Vice Unification Minister Chun Hae-Sung's comments came hours before South Korea's new leader Moon Jae-In -- who backs engagement with Pyongyang -- was set to hold his first summit with US President Donald Trump, with the North's growing nuclear and missile threats casting a long shadow.
The two Koreas are still technically at war because a peace treaty was never agreed to replace the 1953 armistice that ended the conflict on the peninsula.
The US -- the South's security guarantor -- has 28,500 troops stationed in the country to protect it from its neighbour, and a treaty could entail their withdrawal, which has long been demanded by Pyongyang.
But a treaty could only be signed "at the stage of complete denuclearisation of the North", he added at the event organised by the Yonhap news agency.
The previous conservative governments of ousted president Park Geun-Hye and her predecessor Lee Myung-Bak shied away from referring to a peace treaty.
Signing a peace treaty with the United States used to be the North's standing demand in return for dismantling its nuclear programmes.

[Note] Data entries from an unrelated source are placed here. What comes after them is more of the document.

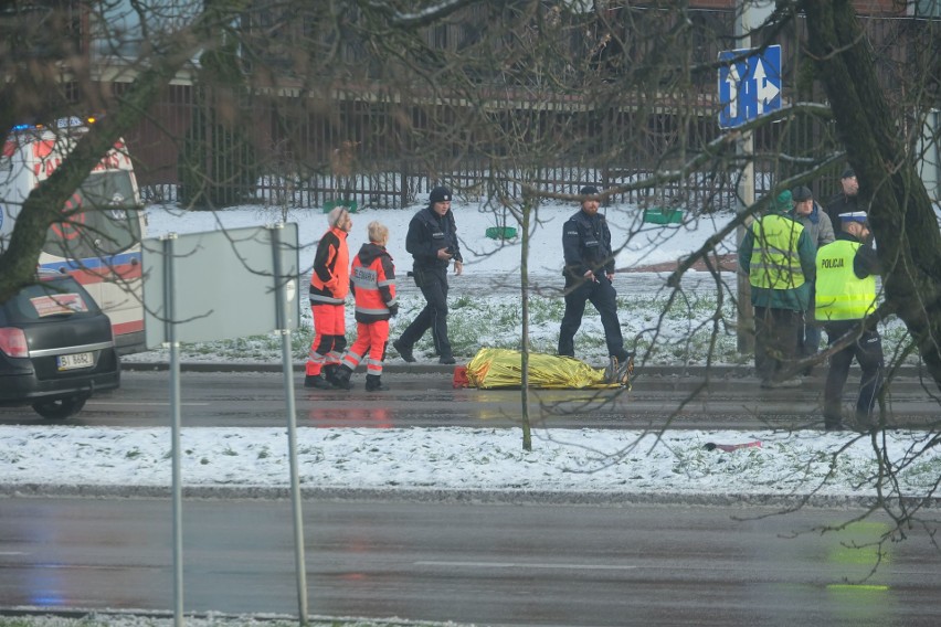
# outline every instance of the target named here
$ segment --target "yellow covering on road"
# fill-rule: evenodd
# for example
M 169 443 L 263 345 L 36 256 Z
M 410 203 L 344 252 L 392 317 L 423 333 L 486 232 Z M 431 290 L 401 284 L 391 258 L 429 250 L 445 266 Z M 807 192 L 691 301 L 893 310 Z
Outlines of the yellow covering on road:
M 633 365 L 633 364 L 632 364 Z M 522 385 L 522 353 L 507 349 L 480 349 L 467 364 L 472 387 L 519 387 Z M 529 386 L 554 390 L 621 387 L 596 370 L 570 357 L 529 353 Z

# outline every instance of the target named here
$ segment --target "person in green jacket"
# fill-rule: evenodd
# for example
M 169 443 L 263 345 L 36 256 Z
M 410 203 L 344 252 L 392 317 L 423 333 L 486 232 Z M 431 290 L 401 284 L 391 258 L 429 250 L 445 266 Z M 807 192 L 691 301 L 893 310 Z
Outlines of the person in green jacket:
M 749 277 L 754 307 L 754 369 L 762 387 L 796 387 L 801 380 L 781 380 L 797 349 L 797 332 L 811 302 L 816 246 L 804 226 L 791 217 L 785 190 L 746 230 L 739 245 L 739 268 Z

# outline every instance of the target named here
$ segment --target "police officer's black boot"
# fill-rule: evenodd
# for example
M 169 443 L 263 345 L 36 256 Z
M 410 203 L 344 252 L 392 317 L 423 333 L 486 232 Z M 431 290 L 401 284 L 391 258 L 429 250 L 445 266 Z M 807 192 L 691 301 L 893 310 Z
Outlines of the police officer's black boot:
M 352 376 L 352 370 L 347 368 L 346 364 L 335 366 L 336 373 L 334 374 L 334 380 L 331 383 L 335 387 L 339 387 L 340 390 L 351 390 L 352 383 L 350 383 L 350 376 Z
M 324 379 L 327 380 L 327 383 L 332 385 L 334 387 L 338 387 L 337 385 L 337 369 L 340 366 L 338 363 L 328 363 L 324 366 Z

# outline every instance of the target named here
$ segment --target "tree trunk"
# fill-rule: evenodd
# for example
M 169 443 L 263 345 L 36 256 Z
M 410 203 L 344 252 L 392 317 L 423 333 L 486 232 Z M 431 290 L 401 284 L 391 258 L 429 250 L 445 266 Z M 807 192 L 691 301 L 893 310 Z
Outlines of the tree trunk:
M 917 157 L 899 128 L 903 111 L 889 107 L 853 3 L 801 3 L 807 43 L 826 87 L 837 131 L 859 180 L 860 199 L 886 268 L 887 304 L 917 342 L 941 387 L 941 234 L 919 173 Z

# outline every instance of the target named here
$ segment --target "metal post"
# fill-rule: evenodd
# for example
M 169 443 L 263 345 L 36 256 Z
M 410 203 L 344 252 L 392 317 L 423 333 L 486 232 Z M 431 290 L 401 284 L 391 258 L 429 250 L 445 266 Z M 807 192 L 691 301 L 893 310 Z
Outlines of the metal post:
M 751 47 L 751 19 L 750 19 L 750 0 L 739 0 L 738 17 L 736 19 L 736 41 L 739 42 L 737 47 Z M 738 187 L 738 204 L 737 211 L 744 213 L 754 204 L 754 137 L 749 130 L 743 132 L 741 138 L 736 142 L 736 155 L 740 162 L 743 160 L 746 166 L 741 170 L 741 179 Z M 741 246 L 744 237 L 746 225 L 739 225 L 736 230 L 737 247 Z M 738 273 L 738 350 L 742 354 L 754 352 L 754 310 L 751 306 L 751 284 L 748 276 Z
M 290 504 L 294 512 L 294 565 L 297 578 L 297 613 L 300 625 L 307 625 L 307 563 L 304 556 L 304 516 L 300 502 L 300 481 L 297 470 L 297 414 L 294 403 L 294 366 L 290 357 L 290 323 L 287 319 L 284 269 L 281 259 L 283 223 L 269 226 L 274 255 L 275 302 L 277 332 L 281 333 L 281 359 L 284 372 L 284 394 L 287 405 L 287 455 L 290 471 Z
M 180 472 L 180 344 L 177 342 L 177 307 L 173 300 L 173 242 L 176 233 L 163 237 L 163 302 L 166 319 L 165 336 L 170 346 L 170 451 L 172 457 L 172 501 L 173 501 L 173 625 L 183 625 L 183 498 Z

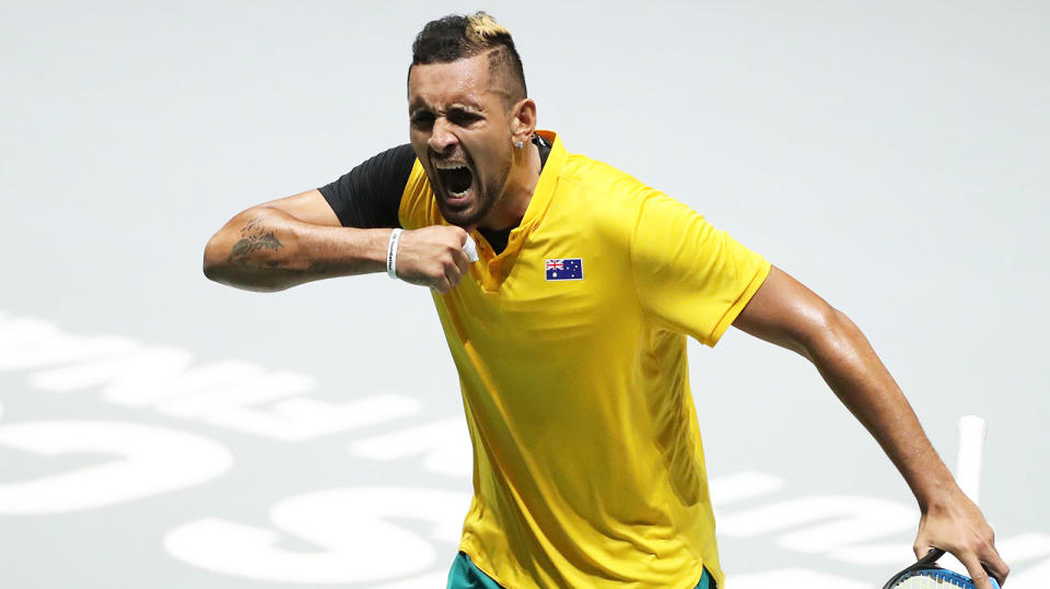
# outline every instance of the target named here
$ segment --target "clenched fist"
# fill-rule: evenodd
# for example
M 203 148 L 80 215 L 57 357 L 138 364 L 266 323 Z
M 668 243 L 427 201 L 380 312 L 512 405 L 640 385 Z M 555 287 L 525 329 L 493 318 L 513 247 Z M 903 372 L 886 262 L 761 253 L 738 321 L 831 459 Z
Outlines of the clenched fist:
M 404 232 L 397 243 L 397 278 L 447 293 L 470 266 L 463 251 L 466 242 L 467 232 L 452 225 Z

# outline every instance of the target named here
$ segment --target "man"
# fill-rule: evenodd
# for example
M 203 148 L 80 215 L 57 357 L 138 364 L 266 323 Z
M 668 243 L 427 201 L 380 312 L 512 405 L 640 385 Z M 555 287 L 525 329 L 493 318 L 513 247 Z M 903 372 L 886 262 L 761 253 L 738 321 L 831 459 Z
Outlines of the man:
M 434 291 L 475 455 L 450 587 L 724 585 L 686 335 L 714 345 L 730 325 L 810 360 L 875 436 L 922 509 L 917 554 L 952 552 L 982 589 L 982 565 L 1005 578 L 992 530 L 844 315 L 537 131 L 489 15 L 431 22 L 412 49 L 411 145 L 238 214 L 205 272 L 277 291 L 386 269 Z

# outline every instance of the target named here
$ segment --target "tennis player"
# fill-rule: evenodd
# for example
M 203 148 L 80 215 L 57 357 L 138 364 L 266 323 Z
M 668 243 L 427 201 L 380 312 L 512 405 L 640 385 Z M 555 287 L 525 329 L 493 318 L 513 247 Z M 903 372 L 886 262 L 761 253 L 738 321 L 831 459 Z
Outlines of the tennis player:
M 429 286 L 459 373 L 474 499 L 450 588 L 724 586 L 686 337 L 732 325 L 809 361 L 922 511 L 917 554 L 1006 564 L 861 331 L 688 207 L 537 130 L 491 16 L 412 46 L 410 144 L 253 207 L 205 273 L 254 291 L 382 272 Z M 464 252 L 468 236 L 479 260 Z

On his plane to Washington, Moon told journalists Wednesday that the North should refrain from carrying out further tests and promise a nuclear freeze before dialogue could happen, while Seoul and Washington should consider what they could offer in return.
"A nuclear freeze is the entrance to dialogue and a complete dismantlement of nuclear programmes will be the exit of the dialogue," Moon was quoted as saying by news reports.